You should move through trees because your body evolved to do so, and it develops best when exposed to the stressors which are primal part of its movement inheritance.
So what are the current benefits we get from playing in tree?
I have mentioned before that I have seen via informal observation that pulling strength in children is strongly correlated with their access to trees to climb (rock climbing, bars and rings can play similar roles of course).
Few environments require and develop gripping strength and pulling strength through a huge variety of motor patterns like moving in trees. IF you want a strong foundation for the upper body, move in trees, as it’s the stimulus our bodies evolved to develop strength for and through.
But it’s more than that. Training for movement complexity has become very popular recently, and it’s a good concept, since our nervous system has the inherent capacity to solve new movement challenges that capacity is developed through regular exposure to complex movement patterns, novel patterns and diverse patterns.

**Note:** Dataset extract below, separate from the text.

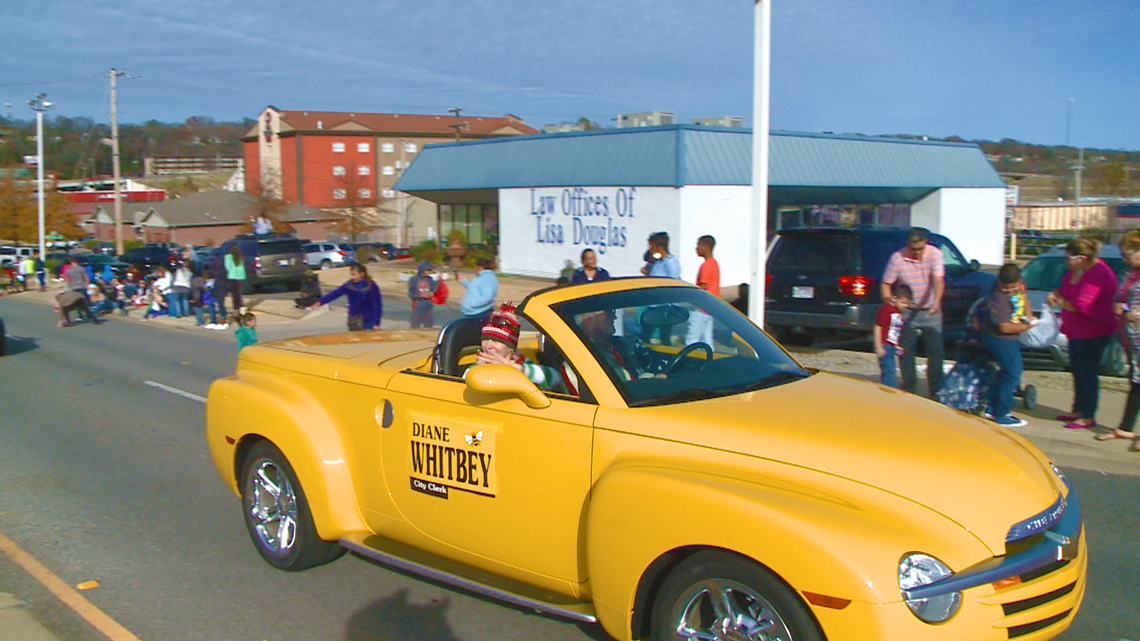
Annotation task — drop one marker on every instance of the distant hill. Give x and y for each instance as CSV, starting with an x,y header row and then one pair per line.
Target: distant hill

Many approaches to movement complexity, however, primarily use environments that are themselves poor in complexity. There is a tremendous amount of interesting movement you can find just on flat ground of course, but the environment itself carries a huge potential to provide complexity and generate creativity. Trees provide more complexity then any other environment to move through; this is why arboreal creatures are the most agile of all.
Trees have curvilinear unpredictable shapes, they are rounded and highly textured, their branches break up the visual field and interfere with depth perception for those not used to that environment.
Ever tree limb in a sense requires a slightly different grip position and pulling strategy to climb, every precision landing involves solving not just depth and width of on object but the slope and features and possibly the sway and drop as the limb moves underneath you. Trees provide the most proprioceptively enriched movement environment with the greatest number of variables to solve.
Depending on the type of tree, movement through trees can involve running, jumping, balancing, climbing and swinging, virtually every type of movement in parkour, and they often have to be combined seamlessly. Movement in trees also forces us to use all three planes of movement in a way that more flat surfaces like boulders and walls don’t, and it forces you to use relatively wide ranges of motion developing mobility as well.
If you want to be a mover who is adaptive to a broad range of variables, who is strong and mobile and able to solves complex motor problems easily, and who can find fun places to play all over the place, making training in trees a big part of what you practice is a great place to start.